New scholarship proposal pushes to keep high schoolers in state for college
There’s a push to keep Wisconsin students in Wisconsin for college. Lawmakers on Tuesday morning introduced their bill for the Wisconsin Merit Scholarship.
“I’m really excited about this. This is amazing,” said Ray Cross, University of Wisconsin System president.
Cross spoke highly of the new proposal during a Tuesday news conference.
“We are competing today with other states, who are offering full rides to the best and brightest from our state,” Cross said.
It’s been a concern for years now, as Wisconsin loses more and more high schoolers to out-of-state universities.
“They get out and find out they have a better offer at Ohio State or some other institution. They leave and they don’t come back,” said Sen. Steve Nass, R-Whitewater. “That’s why I think this is critically important to get this in place.”
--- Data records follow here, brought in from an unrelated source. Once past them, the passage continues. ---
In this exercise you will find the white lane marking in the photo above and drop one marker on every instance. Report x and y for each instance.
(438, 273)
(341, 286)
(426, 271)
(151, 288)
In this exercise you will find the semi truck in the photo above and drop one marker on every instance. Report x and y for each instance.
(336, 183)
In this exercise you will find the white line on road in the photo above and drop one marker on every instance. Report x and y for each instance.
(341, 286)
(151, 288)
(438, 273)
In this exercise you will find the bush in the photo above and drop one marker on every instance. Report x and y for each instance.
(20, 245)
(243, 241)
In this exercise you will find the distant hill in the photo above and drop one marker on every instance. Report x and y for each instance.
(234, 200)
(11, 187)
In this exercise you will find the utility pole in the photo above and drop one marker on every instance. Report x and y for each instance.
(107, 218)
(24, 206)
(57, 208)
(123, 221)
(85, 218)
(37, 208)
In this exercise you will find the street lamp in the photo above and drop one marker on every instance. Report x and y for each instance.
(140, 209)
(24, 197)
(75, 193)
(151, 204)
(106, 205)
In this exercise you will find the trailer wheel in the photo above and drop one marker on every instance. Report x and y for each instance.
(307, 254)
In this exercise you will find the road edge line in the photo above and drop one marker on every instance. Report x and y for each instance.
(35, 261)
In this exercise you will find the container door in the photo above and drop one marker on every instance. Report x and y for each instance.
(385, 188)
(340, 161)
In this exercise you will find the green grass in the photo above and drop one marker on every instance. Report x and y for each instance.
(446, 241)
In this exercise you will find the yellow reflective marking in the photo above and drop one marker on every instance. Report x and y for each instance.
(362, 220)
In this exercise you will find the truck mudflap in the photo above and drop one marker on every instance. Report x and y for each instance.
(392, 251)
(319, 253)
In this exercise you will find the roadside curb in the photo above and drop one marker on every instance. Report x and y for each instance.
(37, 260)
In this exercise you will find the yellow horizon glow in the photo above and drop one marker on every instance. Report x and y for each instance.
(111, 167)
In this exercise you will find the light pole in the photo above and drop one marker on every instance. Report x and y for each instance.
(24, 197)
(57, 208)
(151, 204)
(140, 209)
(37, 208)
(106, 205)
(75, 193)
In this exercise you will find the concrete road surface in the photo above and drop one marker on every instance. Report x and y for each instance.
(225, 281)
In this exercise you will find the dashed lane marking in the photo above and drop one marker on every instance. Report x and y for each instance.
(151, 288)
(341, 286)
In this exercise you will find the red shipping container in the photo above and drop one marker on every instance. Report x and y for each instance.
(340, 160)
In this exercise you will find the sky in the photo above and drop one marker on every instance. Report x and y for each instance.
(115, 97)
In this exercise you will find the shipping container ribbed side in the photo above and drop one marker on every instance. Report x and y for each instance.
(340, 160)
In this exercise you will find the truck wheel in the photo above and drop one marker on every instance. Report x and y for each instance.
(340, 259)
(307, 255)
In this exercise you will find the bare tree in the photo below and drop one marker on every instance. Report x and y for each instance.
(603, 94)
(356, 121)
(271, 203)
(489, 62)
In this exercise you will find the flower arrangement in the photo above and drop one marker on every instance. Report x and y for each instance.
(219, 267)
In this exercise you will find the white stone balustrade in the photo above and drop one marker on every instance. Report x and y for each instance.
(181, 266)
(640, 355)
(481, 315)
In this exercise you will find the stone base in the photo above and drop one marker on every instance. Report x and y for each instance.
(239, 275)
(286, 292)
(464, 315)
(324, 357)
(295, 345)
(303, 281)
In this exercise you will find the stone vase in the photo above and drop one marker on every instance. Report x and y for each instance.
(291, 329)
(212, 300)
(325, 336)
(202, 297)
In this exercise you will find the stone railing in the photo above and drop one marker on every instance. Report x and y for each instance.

The bill was created by Nass and Rep. Tyler August, R-Lake Geneva. It would provide a $5,000 scholarship to those with the highest ACT and SAT scores, but only if they choose a UW System school.
“Stats show that once we get students invested in going to school at a UW school, that they’re far more likely to stay here in Wisconsin after graduation. That’s really what we’re trying to do here,” August said.
The scholarship would be provided to any student who excels in school, no matter their background.
“The key thing here, and this is something I’ve long wanted to do, is to help everyone, whether low-income, middle-income, high-income. Your family income does not matter,” Nass said.
To fund the scholarship, lawmakers are partnering with the Board of Commissioners of Public Lands, which sells land given by the federal government. It has already sold 98 percent of public land in Wisconsin. The remaining 75,000 acres in northern Wisconsin would be sold to the Department of Natural Resources if the bill passes.
“The money that we would acquire will be put into a UW trust and it will eventually reach about $100 million. That principal will be there forever,” said Matt Adamczyk, state treasurer.
Local school districts say they’re intrigued by the proposal. Perry Hibner, with the Middleton-Cross Plains Area School District, is happy to see more opportunities for the students.
“Anything we can do to make college more affordable is really the approach we want to look at,” Hibner said.
Hibner said he also has questions about how the scholarships will be distributed.
“One thousand sounds like a lot (of students) but you have more than 400 high schools in the state of Wisconsin. Is it going to be based on enrollment or are there going to be certain numbers each school receives?” Hibner said.
Lawmakers are still working out the answers, and are currently looking for co-sponsors for the bill. They say they are confident that, if passed, the scholarship program would have an overall positive impact.
“I think it’s got the potential to be a turning point, a game changer for the state of Wisconsin,” Nass said.